Puisqu’il y a plusieurs délais susceptibles de s’appliquer, le délai spécial destiné à protéger le secret médical et le délai spécial destiné à garantir le respect de la vie privée, le Conseil d’État relève qu’en tout état de cause le délai garantissant la vie privée ne peut être écoulé. Le Conseil d’État a substitué ce motif à celui par lequel la cour administrative d’appel avait écarté le moyen tiré de ce que le refus de communication opposé à la requérante faisait obstacle à l’exercice de son droit d’accès aux archives. En effet, pour écarter le moyen, la Cour avait considéré que la requérante se bornait à alléguer qu’en ignorant la date de l’éventuel décès de son géniteur ainsi que sa date de naissance, il n’était pas exclu qu’elle entre dans le champ d’application des dispositions du Code du patrimoine. Elle ne soutenait qu’à titre hypothétique que pourrait être intervenu le terme de l’un des délais spéciaux, mettant fin à la protection des secrets prévue par l’article 6 de la loi du 17 juillet 1978. Dans l’hypothèse où la décision attaquée est juridiquement correcte mais fondée sur un motif erroné en droit, le juge de cassation peut opérer une substitution de motifs. Toutefois, pour que la substitution de motifs soit possible en cassation deux conditions doivent être remplies. Il faut que le motif substitué corresponde ou à un moyen d’ordre public ou à un moyen invoqué devant les juges du fond, ce qui était le cas en l’espèce. Et elle ne doit pas obliger le juge de cassation à se livrer à une appréciation des faits5.
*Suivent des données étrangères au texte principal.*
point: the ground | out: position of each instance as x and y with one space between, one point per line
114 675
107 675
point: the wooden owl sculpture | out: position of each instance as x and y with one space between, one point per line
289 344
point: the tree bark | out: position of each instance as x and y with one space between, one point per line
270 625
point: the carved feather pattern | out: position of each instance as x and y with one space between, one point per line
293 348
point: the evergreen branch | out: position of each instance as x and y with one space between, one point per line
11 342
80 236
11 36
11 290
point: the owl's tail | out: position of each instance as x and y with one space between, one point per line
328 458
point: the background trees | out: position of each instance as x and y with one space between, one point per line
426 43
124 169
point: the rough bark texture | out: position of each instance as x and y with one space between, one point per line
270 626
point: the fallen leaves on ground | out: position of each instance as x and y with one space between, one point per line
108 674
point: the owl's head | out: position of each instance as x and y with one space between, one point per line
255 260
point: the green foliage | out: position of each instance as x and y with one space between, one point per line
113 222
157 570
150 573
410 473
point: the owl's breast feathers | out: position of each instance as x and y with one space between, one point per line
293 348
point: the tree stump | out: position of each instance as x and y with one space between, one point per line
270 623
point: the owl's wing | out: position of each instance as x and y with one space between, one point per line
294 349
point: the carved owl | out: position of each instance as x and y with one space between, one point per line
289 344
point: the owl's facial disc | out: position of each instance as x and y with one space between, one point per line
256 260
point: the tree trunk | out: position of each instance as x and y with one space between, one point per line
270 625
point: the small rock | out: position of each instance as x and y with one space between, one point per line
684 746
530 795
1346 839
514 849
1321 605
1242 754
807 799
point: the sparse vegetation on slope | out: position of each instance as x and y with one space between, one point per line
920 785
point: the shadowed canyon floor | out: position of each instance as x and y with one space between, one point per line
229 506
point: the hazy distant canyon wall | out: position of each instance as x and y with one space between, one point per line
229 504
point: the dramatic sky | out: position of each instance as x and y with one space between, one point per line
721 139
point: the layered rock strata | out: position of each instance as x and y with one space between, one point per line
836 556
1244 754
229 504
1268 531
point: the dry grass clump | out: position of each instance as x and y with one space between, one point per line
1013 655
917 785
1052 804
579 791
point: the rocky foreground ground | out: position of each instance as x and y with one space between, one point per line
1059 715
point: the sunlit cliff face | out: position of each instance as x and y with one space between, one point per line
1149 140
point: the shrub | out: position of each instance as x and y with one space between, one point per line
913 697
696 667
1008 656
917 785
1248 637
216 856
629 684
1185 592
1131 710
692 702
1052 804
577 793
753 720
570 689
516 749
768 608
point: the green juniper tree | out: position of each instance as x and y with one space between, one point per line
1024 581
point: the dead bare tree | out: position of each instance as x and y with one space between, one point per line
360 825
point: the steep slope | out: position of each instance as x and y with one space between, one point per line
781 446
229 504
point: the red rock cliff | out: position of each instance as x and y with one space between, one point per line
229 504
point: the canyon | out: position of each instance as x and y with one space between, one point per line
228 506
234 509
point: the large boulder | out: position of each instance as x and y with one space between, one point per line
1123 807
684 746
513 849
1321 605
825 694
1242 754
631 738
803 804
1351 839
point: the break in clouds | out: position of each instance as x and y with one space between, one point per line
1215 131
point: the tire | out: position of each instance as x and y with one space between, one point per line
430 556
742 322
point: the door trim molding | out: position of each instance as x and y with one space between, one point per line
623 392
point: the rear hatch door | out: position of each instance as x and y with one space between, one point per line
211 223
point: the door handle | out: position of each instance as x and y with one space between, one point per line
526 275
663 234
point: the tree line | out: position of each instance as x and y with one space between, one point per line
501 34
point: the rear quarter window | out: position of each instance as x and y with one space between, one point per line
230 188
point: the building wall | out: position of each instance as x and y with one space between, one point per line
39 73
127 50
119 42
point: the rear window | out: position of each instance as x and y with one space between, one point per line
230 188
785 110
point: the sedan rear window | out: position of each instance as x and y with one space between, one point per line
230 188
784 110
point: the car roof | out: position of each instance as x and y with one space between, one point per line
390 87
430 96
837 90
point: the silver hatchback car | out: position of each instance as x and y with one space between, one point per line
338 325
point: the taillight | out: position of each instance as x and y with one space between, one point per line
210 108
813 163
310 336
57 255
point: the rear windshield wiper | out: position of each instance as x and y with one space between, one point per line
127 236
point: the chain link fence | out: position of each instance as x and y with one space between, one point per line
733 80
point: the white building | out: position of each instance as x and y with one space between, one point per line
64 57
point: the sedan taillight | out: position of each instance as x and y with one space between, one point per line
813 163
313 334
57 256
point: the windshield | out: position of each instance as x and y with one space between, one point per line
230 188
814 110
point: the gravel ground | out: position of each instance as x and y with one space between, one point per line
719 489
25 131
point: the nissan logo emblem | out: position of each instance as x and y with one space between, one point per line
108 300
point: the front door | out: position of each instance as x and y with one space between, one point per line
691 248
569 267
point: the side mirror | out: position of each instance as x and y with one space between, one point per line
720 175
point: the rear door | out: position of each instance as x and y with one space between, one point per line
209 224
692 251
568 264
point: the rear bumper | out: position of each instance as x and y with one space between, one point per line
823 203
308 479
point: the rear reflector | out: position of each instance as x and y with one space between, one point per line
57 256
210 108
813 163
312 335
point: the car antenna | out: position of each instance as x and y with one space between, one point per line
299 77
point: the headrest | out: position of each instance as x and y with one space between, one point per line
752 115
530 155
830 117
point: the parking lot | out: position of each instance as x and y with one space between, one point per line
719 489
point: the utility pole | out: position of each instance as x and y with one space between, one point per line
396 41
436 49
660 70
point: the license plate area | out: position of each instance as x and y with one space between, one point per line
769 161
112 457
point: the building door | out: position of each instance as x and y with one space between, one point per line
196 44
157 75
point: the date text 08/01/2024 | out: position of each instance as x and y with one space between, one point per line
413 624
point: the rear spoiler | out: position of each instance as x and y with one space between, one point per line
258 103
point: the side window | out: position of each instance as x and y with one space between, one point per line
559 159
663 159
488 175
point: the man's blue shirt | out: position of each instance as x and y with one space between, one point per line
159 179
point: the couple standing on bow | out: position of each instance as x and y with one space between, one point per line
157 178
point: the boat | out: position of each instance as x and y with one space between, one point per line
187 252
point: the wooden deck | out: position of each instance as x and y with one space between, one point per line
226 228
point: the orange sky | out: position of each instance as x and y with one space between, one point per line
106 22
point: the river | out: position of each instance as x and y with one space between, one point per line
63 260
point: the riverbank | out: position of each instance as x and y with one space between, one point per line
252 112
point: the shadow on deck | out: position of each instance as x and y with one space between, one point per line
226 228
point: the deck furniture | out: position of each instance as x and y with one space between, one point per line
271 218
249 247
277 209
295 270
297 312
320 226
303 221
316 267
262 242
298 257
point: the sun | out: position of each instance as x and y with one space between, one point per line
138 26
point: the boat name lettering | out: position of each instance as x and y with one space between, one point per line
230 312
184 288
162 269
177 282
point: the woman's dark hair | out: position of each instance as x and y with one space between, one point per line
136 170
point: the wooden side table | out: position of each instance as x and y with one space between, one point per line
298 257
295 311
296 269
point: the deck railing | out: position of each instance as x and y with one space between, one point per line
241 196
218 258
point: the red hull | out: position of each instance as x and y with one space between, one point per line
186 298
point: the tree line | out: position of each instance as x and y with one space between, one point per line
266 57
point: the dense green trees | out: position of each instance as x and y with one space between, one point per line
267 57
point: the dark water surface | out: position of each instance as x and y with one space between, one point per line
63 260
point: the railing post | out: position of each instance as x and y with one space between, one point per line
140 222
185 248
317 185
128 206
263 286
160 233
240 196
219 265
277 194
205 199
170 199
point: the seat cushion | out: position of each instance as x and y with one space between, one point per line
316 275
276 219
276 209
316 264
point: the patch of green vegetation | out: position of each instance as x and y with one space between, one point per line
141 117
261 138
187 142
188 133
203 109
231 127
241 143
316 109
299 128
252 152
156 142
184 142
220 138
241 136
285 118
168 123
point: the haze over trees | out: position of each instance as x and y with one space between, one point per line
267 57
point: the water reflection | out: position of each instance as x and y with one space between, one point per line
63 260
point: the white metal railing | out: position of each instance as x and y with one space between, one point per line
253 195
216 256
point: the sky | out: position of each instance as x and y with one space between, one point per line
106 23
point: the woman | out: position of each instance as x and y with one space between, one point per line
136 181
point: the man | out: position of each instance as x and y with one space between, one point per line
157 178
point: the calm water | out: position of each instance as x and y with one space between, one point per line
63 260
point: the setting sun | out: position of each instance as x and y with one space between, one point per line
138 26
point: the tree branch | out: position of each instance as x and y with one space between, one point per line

Au-delà de la solution de l’espèce, on peut se demander si un tel droit d’accès aux archives n’est pas rendu impossible. En effet, la règle de l’anonymat empêche d’apprécier si le délai applicable au secret médical est écoulé, puisque la date de naissance ou de décès du donneur ne peut être connue. Certes, il reste la possibilité d’invoquer le terme du délai protégeant la vie privée. Mais compte tenu de l’incohérence existant entre l’obligation de conserver le dossier du donneur sous forme anonyme pour une durée minimale de 40 ans (CSP, art. R. 1244-5) et le délai fixé par le Code du patrimoine, le droit d’accès semble compromis. La durée minimale de conservation étant fixée à 40 ans, cela autorise la destruction des dossiers au-delà de ce délai, si bien que l’expiration du délai de 50 ans qui conditionne la consultation ne pourra pas être atteint dans bien des cas.

Notes de bas de pages

  • 1.
    TA Montreuil, 14 juin 2012, n° 1009924 : AJDA 2012, p. 2115, note Hennette-Vauchez S. ; D. 2012, p. 1618, obs. Mirkovic A. ; RTD civ. 2012, p. 520, obs. Hauser J.
  • 2.
    CAA Versailles, 2 juill. 2013, n° 12VE02857.
  • 3.
    CE, avis, 13 juin 2013, n° 362981 : JCP G 2013, act. 744, obs. Mirkovic A. ; AJDA 2013, p. 1246, obs. Grand R. ; RFDA 2013, p. 1051, concl. Crépey E.
  • 4.
    Mirkovic A., « L’anonymat du don de gamètes validé au regard de la Convention EDH », note sous CE, 12 nov. 2015, n° 372121, JCP G, 2016, 62 ; Guyomar M., « Chronique de jurisprudence du Conseil d’État, contentieux administratif et Convention européenne des droits de l’Homme », Gaz. Pal., 26 nov. 2015, n° 246h5, p. 26.
  • 5.
    Massot J. et Fouquet O., Le Conseil d’État, juge de cassation, 1993, Paris, Berger-Levrault, p. 114 et s.